Now, Dr. Dumas and colleagues also show that there could be an effect in the other direction: that the gut microbiome may determine how the body responds to diet.
For their study, the researchers placed around 50 mice with similar genetic makeup on a high-fat diet and tracked changes in their health and behavior.
Before switching the mice to the high-fat diet, the team used magnetic resonance spectroscopy to screen urine samples from the animals for metabolites of their gut microbes. This yielded a “gut microbiome signature” for each animal.
The high-fat diet resulted in several changes in the mice, but not all of them were affected in the same way, despite the fact that they were genetically similar.

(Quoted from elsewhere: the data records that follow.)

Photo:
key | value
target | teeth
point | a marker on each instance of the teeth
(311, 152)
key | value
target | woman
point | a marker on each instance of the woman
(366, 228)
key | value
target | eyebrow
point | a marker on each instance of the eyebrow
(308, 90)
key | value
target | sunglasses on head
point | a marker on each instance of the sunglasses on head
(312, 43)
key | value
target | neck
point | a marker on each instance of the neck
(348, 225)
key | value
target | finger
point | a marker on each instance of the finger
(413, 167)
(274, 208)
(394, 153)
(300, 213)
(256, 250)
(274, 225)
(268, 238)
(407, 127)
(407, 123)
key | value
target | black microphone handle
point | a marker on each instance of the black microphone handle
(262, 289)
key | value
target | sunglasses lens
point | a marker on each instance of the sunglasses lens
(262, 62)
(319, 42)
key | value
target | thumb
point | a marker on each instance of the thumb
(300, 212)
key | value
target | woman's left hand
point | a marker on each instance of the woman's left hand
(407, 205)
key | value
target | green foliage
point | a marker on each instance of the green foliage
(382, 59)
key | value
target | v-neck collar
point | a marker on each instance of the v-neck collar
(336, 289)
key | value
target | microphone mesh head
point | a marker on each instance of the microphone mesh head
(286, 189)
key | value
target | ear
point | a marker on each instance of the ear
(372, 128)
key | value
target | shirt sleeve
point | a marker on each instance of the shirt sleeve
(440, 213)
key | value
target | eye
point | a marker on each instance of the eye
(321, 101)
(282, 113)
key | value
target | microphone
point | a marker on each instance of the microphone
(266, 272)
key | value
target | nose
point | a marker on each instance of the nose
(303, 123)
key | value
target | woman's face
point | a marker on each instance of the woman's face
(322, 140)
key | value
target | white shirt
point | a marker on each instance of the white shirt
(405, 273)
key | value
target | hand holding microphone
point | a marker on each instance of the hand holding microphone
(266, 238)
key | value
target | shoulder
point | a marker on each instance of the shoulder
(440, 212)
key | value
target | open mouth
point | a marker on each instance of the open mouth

Some mice put on more weight than others, and some became less tolerant of glucose. Glucose intolerance is an early sign of diabetes. There were also some changes in behavior, such as in levels of anxiety and activity.
Analysis against the animals’ gut microbiome signatures showed that they were predictive of some of the changes. The team found that one metabolite in particular, called trimethylamine-N-oxide, was an accurate predictor of glucose intolerance.
Co-senior author Jeremy K. Nicholson, a professor and head of the Department of Surgery and Cancer at Imperial College London, explains that in early life, “we start off with very few bugs” and our microbiome enlarges as we acquire more microbes from our environment.
“This means that small differences in the local environment can result in a great diversity in terms of the microbiome,” he adds, as he sums up the research:
“This study is another fascinating example of the power of the microbiome to influence the host with respect to major health risks. It shows that value of a diet is determined not only by your genes, but also the genes of your gut microbes.”